Tests parsing of a long CIGAR string without context.

Internal Logic

  1. Calls alignment_utilities.parse_cigar with a long CIGAR string.
  2. Asserts the correctness of the returned intBC and indels for multiple cutsites.

test_long_cigar_parsing_with_context

Description

Tests parsing of a long CIGAR string with context.

Internal Logic

  1. Calls alignment_utilities.parse_cigar with a long CIGAR string and context enabled.
  2. Asserts the correctness of the returned intBC and indels for multiple cutsites, including context.

test_intersite_deletion_parsing

Description

Tests parsing of a CIGAR string with an intersite deletion.

Internal Logic

  1. Calls alignment_utilities.parse_cigar with a CIGAR string containing an intersite deletion.
  2. Asserts the correctness of the returned intBC and indels for multiple cutsites.

test_complex_cigar_parsing_intersite_deletion

Description

Tests parsing of a complex CIGAR string with multiple intersite deletions.

Internal Logic

  1. Calls alignment_utilities.parse_cigar with a complex CIGAR string containing multiple intersite deletions.
  2. Asserts the correctness of the returned intBC and indels for multiple cutsites.

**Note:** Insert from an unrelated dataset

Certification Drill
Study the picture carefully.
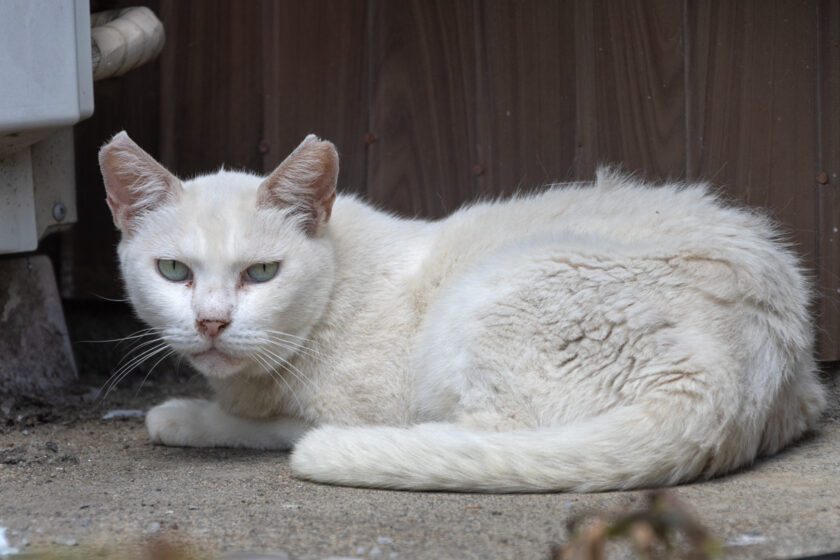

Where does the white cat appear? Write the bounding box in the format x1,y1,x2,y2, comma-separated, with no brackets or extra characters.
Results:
100,132,824,491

test_call_alleles_function

Description

Tests the call_alleles function from the Cassiopeia preprocessing module.

Internal Logic

  1. Calls cassiopeia.pp.call_alleles with test alignment data.
  2. Verifies the structure of the returned molecule table.
  3. Asserts the correctness of the called alleles and intBCs for each read.

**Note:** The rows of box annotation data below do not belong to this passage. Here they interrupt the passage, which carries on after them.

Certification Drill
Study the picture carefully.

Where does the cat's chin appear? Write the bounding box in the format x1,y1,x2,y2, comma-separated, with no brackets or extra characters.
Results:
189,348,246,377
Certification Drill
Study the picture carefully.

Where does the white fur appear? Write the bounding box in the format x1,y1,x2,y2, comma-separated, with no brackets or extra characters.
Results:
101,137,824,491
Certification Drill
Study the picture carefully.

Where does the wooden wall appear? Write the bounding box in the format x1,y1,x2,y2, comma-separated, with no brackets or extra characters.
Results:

test_missing_data_in_allele_throws_warning

Description

Tests that a warning is raised when there is missing data in the allele calling process.

Internal Logic

  1. Calls cassiopeia.pp.call_alleles with alignment data containing missing information.
  2. Asserts that a PreprocessWarning is raised.

Dependencies

DependencyPurpose
unittestProvides the testing framework
numpyUsed for numerical operations
pandasUsed for handling dataframes
cassiopeiaThe main library being tested

Error Handling

The code uses assertions to verify the correctness of the results. It also tests for the raising of a PreprocessWarning in case of missing data.

This test suite provides comprehensive coverage for the allele calling functionality in Cassiopeia, ensuring that various scenarios of CIGAR string parsing and indel detection are handled correctly.